Aşkın sürekli bir coşku hali, gerçekleri abartma eğilimi olduğunu, pembelerin daha bir pembe, denizin daha bir mavi olduğu bir dönem olduğunu dile getiren Anadolu Sağlık Merkezi’nden Uzman Psikolog Selin Karabulut, “Aşık olduğumuzda kalbimizde neler olduğunu az çok biliyor ve hissediyoruz fakat beynimizde neler olduğunu bilmiyoruz. Aslında bu sorunun cevabına yönelik birçok araştırmanın sonucuna göre aşık bir beynin nasıl çalıştığı bilimsel olarak ortaya kondu” dedi.
Aşkın gözü gerçekten kör
Araştırmada bir grup gönüllünün MR cihazına bağlanarak, onlara ilk olarak sevdikleri kişinin, ardından da arkadaşlarının fotoğraflarını göstererek kan akışlarının izlendiğini anlatan Uzman Psikolog Selin Karabulut, “MR görüntüleri karşılaştırıldığında, tam da aşkın o deli dolu kimyasına uygun sonuçlar çıkıyor. Aşk, beynimizin bazı bölgelerini çalıştırıyor, bazılarını da komple kapatıyor” açıklamasında bulundu.
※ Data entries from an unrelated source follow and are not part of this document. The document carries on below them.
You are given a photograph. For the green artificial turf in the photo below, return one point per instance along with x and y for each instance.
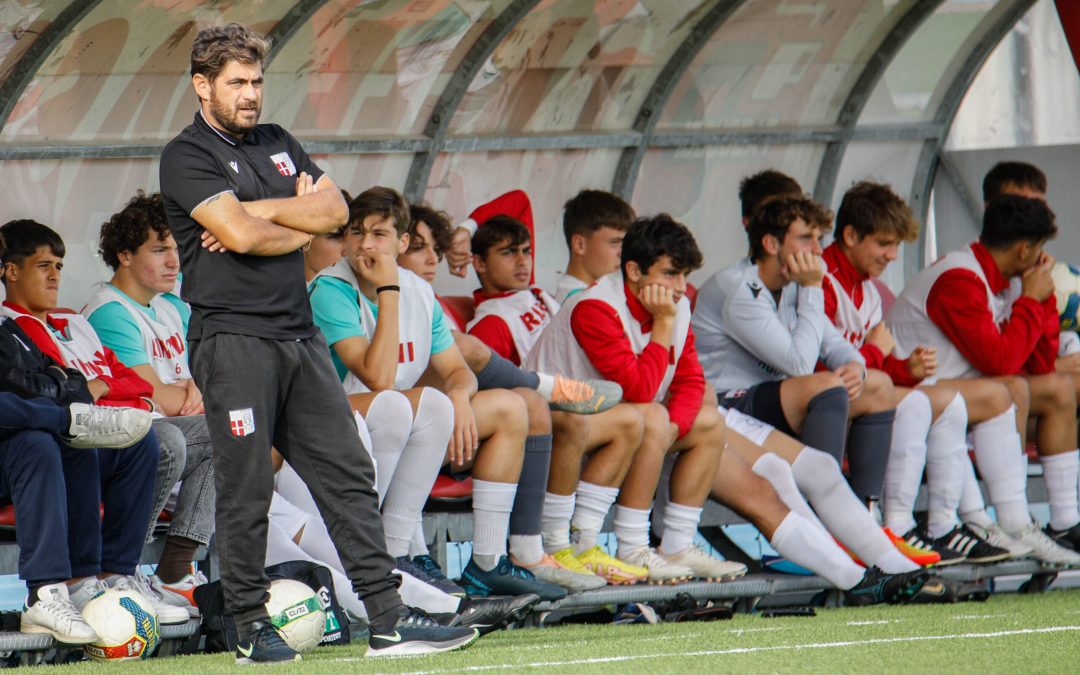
(1007, 634)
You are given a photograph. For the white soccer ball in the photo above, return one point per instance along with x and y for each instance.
(297, 612)
(1067, 293)
(125, 623)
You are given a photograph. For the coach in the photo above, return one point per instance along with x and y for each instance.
(243, 200)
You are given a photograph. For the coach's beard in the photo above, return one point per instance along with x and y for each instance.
(229, 120)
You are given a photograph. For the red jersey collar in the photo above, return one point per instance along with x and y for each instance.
(54, 322)
(480, 296)
(845, 272)
(997, 281)
(637, 310)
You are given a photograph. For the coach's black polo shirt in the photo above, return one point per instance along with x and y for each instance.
(262, 296)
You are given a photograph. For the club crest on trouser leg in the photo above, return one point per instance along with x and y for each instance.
(242, 422)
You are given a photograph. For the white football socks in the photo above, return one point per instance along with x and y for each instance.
(1061, 473)
(804, 544)
(407, 490)
(946, 451)
(555, 521)
(819, 477)
(631, 528)
(680, 525)
(778, 472)
(594, 501)
(907, 458)
(491, 505)
(1000, 458)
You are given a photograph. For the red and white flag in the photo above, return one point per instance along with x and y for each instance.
(284, 163)
(242, 422)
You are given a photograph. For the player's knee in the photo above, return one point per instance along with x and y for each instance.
(537, 409)
(878, 390)
(1063, 392)
(475, 353)
(1020, 393)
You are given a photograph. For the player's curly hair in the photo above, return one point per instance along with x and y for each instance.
(131, 228)
(216, 45)
(437, 221)
(1011, 218)
(774, 217)
(649, 239)
(873, 208)
(380, 201)
(498, 229)
(754, 191)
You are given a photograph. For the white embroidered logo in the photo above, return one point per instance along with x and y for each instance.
(284, 163)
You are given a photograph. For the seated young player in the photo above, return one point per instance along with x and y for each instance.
(526, 542)
(984, 325)
(511, 313)
(763, 329)
(1028, 180)
(138, 318)
(486, 430)
(634, 328)
(79, 549)
(764, 475)
(594, 224)
(48, 435)
(34, 261)
(590, 454)
(930, 430)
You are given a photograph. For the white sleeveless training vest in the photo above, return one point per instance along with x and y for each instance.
(415, 316)
(557, 351)
(163, 339)
(526, 313)
(910, 323)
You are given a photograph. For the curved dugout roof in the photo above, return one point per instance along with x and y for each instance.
(667, 103)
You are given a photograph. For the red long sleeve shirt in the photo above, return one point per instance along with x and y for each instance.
(599, 333)
(851, 283)
(495, 333)
(1026, 342)
(126, 387)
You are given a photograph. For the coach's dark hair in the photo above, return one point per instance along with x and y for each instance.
(769, 184)
(873, 207)
(23, 239)
(437, 221)
(131, 228)
(497, 230)
(1011, 218)
(592, 210)
(649, 239)
(380, 201)
(775, 217)
(1015, 174)
(216, 45)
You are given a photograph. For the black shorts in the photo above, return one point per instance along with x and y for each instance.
(760, 402)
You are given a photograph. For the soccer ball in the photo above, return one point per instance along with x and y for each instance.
(126, 626)
(297, 612)
(1067, 292)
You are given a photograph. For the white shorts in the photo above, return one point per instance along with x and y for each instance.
(750, 427)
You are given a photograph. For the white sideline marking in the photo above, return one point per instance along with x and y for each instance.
(715, 652)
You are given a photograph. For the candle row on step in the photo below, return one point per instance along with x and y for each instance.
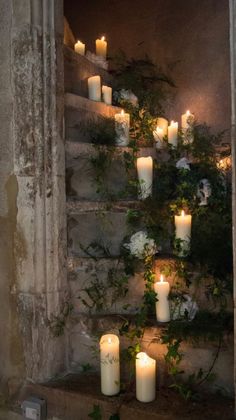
(110, 370)
(164, 130)
(96, 90)
(101, 47)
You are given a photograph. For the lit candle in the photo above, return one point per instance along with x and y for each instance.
(173, 133)
(122, 123)
(158, 135)
(94, 88)
(101, 47)
(110, 364)
(145, 378)
(145, 175)
(79, 48)
(107, 94)
(183, 230)
(163, 123)
(187, 120)
(162, 288)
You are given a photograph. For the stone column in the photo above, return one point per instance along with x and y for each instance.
(232, 6)
(34, 180)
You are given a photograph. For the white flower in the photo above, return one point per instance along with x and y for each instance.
(188, 308)
(141, 245)
(127, 95)
(183, 163)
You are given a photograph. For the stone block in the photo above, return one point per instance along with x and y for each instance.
(77, 69)
(105, 231)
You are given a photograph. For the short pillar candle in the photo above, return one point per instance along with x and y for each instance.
(107, 94)
(101, 47)
(145, 378)
(183, 225)
(94, 88)
(145, 176)
(110, 364)
(173, 133)
(162, 289)
(163, 123)
(79, 48)
(122, 123)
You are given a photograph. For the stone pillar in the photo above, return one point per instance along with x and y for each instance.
(232, 6)
(33, 187)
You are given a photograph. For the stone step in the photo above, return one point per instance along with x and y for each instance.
(77, 70)
(100, 233)
(74, 397)
(78, 110)
(81, 174)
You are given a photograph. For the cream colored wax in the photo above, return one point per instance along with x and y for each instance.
(162, 288)
(79, 48)
(94, 88)
(145, 176)
(110, 364)
(107, 94)
(101, 47)
(183, 229)
(145, 378)
(122, 123)
(173, 133)
(163, 123)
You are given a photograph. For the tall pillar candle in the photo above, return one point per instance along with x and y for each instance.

Aşık olunan kişinin (aşk) ya da annenin bir fotoğrafına bakmanın (sevgi) beynin farklı noktalarını çalıştırdığını söyleyen Karabulut, “Örneğin aşık olduğumuzda, beynimizin olumsuzlukları gören bölümleri aktive olmuyor. Yani aşkın gözü gerçekten kör. Yine bir başka örnek, aşık olduğumuzda beynimizin muhakeme ve yargılama yapan bölümleri de çalışmıyor. Fakat aşk; beynimizde güven, inanç ve ödüllendirme fonksiyonlarını aktifleştiriyor” şeklinde konuştu.
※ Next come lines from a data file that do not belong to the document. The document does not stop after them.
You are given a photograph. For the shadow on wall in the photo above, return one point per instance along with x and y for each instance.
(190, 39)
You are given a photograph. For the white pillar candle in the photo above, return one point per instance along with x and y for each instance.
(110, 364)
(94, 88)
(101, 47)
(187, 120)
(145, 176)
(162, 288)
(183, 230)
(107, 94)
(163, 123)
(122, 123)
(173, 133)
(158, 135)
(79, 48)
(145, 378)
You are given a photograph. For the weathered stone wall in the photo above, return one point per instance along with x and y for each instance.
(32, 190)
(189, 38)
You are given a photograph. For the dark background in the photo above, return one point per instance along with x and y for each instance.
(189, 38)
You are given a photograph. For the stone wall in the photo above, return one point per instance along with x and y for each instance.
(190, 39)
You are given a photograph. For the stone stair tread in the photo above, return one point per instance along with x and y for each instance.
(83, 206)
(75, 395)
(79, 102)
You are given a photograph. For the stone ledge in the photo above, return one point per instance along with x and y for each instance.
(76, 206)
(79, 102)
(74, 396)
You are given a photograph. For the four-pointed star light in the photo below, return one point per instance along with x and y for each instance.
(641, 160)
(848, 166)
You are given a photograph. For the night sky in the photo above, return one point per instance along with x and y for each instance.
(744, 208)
Aşk tedaviye gerek olmayan bir hastalık
Aşık bir beyinde dopamin ve norepinefrin düzeylerinin arttığına dikkat çeken Selin Karabulut, “Dopamin dikkat ve keyif seviyesini artırırken, norepinefrin ise heyecan ve enerji düzeyini artırıyor. Hatta uykularımızı kaçırıp bizi yemeden içmeden kesiyor. Çalışmanın en çarpıcı sonucu ise kuşkusuz şu: aşık bir beyindeki serotonin (mutluluk hormonu) seviyesi, saplantılı (obsesif kompülsif bozukluğu) kişilerdeki serotonin seviyesiyle aynı. Bu da şunu gösteriyor; aşk aslında saplantılı bir ruh halini de içinde barındırıyor. Yani aşk tedavi etmeye gerek olmayan ve hayatımız boyunca devam etmesini istediğimiz bir hastalık” dedi.
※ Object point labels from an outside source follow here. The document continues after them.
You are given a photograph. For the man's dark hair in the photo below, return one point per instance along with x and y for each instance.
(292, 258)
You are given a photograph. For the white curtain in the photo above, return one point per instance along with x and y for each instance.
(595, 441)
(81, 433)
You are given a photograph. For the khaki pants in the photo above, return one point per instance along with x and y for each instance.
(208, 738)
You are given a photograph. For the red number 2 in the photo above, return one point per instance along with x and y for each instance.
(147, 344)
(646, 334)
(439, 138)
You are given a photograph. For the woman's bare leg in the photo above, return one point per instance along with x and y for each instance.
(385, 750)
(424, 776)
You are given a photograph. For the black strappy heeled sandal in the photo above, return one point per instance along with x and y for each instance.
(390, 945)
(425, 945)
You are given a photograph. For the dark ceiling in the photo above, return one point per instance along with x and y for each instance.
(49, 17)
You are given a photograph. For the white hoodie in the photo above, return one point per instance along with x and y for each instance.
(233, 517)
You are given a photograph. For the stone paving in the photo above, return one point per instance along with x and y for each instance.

Aşkın sevgiye dönüşmesi önemli
Aşkın aslında yönetilemeyen, kontrol edilemeyen bir süreç olduğunu, zaten aksi durumda da aşk olmadığını ve kontrol edilmeye çalışılan bir duruma dönüştüğünü belirten Karabulut, “Delilik hali geçtiğinde, ayaklar yere bastığında, tekrar diğer işlerimize ve gündelik yaşamımıza odaklanabildiğimizde; aşık olduğumuz kişi yanımızda kalsın ve hayatın tüm getirdiklerini birlikte karşılayalım diyebiliyorsak, varlığında mutlu olup yokluğunda özlüyorsak, sevgiden söz edebiliriz. Aşkın sevgiye dönüşüp kimseyi acıtmadan devam edebilmesinin kendi benliğimizi kurtarıp var edebildiğimizde, diken ve çiçeklerine rağmen hayatın karşısında dik durmayı başarabildiğimizde ve bir başkasıyla var olabilmek yerine tek başımıza da varlığımızın kıymetli olduğuna inanmaya başladığımızda aşık olduğumuz kişiyle olan ilişkimizi güçlü bir sevgiye dönüştürebilmemiz mümkün” şeklinde konuştu.